Busting myths, or just re-creating them?

 Dr. Robert Peltier, editor-in-chief of POWER magazine, recently penned an article which purported to "bust" the "myth" that fossil fuels receive more subsidies than renewable energy.  In so doing, Dr. Peltier cherry-picked a single study that conveniently ignores the energy subsidies handed out for the past 90 years to the conventional energy industries in order to back up a falsehood.  As the Congressional Research Service puts it, “For more than half a century, federal energy tax policy focused almost exclusively on increasing oil and gas reserves and production.  There were no tax incentives promoting renewable energy or energy efficiency.”
 
Studies from the Government Accountability Office, Congressional Research Service, alongside studies commissioned by the Nuclear Energy Institute and American Petroleum Institute, and even the Energy Information Administration study to which Dr. Peltier refers, all show that despite the federal government funding fossil fuels for the past century, taxpayers continue to spend billions each year supporting the fossil fuel industry and are expected to spend tens of billions more over the next 10 years.
 
We have already addressed this issue in two fact sheets–one on energy subsidies and incentives in general and one devoted specifically to the EIA report.  For the reader who would like to know more about this issue, both are recommended reading.  Broadly speaking, though, here are a few of our thoughts:

– Fossil fuel subsidies have been around longer than Social Security, Medicare and Medicare and are currently treated as permanent entitlements in the tax code. Permanent, long-term subsidization of the fossil sector has established a large, mature industry in the U.S. that can stand on its own and does not need government support; yet the subsidies remain intact.
 
– Despite the sharply contrasting treatment of limited, short-term, and sporadic incentives for renewable energy, the renewable industries have grown but uncertainty remains.  Without clear long-term signals from policymakers, we will lose the opportunity to build a brand new American manufacturing sector, diversify our energy mix to improve energy security, and maximize our domestic and clean energy sources.
 
– The effect of massively subsidizing the fossil fuel industries over the past century has been to tilt the energy playing field and raise the cost of entry for any new energy technologies.  This clear government preference has created a monopolistic role for fossil fuel in our energy economy, proven by an 80% market share, ensuring the U.S. remains highly dependent upon too few energy source and leaving Americans exposed to fossil fuel risk.

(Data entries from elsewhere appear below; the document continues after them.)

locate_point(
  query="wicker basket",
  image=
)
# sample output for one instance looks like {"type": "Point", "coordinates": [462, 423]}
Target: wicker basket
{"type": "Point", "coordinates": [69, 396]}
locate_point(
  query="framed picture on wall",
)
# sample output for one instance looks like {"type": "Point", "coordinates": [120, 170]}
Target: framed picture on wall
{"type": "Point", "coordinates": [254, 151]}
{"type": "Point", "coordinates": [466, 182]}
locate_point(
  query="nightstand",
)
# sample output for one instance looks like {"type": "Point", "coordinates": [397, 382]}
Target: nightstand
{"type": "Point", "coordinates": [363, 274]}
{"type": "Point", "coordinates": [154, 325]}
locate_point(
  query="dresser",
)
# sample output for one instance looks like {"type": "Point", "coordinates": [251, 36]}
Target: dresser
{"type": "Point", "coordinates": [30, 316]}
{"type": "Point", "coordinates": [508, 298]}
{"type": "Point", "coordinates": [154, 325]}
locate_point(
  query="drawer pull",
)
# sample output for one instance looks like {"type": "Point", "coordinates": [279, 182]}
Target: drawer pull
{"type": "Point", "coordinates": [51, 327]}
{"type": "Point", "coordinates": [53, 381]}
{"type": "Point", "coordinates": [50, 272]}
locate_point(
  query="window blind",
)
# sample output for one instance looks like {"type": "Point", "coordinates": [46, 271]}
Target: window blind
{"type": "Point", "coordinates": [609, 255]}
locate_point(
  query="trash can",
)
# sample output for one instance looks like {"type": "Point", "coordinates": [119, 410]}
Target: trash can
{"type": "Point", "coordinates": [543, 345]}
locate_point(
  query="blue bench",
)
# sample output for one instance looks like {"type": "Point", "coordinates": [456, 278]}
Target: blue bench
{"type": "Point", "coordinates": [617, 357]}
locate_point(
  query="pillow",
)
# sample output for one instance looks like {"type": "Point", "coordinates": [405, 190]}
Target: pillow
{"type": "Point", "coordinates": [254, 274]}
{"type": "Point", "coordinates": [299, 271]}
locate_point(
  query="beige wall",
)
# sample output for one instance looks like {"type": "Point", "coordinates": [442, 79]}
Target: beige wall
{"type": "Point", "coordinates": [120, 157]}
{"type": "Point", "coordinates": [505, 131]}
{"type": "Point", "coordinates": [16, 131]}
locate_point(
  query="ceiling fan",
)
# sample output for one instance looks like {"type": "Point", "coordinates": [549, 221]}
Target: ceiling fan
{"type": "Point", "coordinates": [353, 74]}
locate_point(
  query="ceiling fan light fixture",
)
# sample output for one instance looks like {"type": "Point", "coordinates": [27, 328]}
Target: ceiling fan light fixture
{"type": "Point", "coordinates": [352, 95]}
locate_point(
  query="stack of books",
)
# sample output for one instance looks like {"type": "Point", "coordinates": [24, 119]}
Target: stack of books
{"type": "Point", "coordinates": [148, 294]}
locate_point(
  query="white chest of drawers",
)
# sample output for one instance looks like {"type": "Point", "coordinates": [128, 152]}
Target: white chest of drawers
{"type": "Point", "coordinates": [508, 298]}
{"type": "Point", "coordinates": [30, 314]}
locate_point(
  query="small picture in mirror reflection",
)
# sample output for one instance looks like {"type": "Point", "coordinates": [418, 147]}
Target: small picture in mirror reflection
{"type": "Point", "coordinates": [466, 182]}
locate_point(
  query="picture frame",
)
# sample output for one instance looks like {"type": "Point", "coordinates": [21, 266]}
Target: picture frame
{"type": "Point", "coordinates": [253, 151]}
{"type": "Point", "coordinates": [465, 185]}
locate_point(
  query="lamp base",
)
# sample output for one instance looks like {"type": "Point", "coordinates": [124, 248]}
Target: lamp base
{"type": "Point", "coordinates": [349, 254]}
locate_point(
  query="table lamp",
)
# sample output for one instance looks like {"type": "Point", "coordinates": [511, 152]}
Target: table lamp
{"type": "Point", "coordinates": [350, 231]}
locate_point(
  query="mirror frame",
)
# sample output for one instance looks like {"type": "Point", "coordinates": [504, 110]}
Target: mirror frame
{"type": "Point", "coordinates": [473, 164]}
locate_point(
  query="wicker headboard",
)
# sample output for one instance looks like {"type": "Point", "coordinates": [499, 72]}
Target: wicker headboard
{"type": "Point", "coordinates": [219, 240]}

– The energy sector, and particularly the electricity sector, are highly regulated industries that have been subject to state and Federal supervision for the past century.  Any study hand-picking data for a few recent years to expose some “truth” on comparative government support for energy can only misinform and mislead the reader.
 
– Fossil fuels derive a further "hidden" subsidy because the health costs they impose on society are not included in their market price.  The National Academy of Sciences investigated this question in a 2009 report, and found that the hidden costs of fossil fuels–not including costs associated with climate change–are $120 billion per year, far beyond the total of direct subsidies for all energy industries.
 
In sum, Dr. Peltier's method of "mythbusting"–cherry-picking the single report and statistic that supports his point of view–falls well short of being convincing.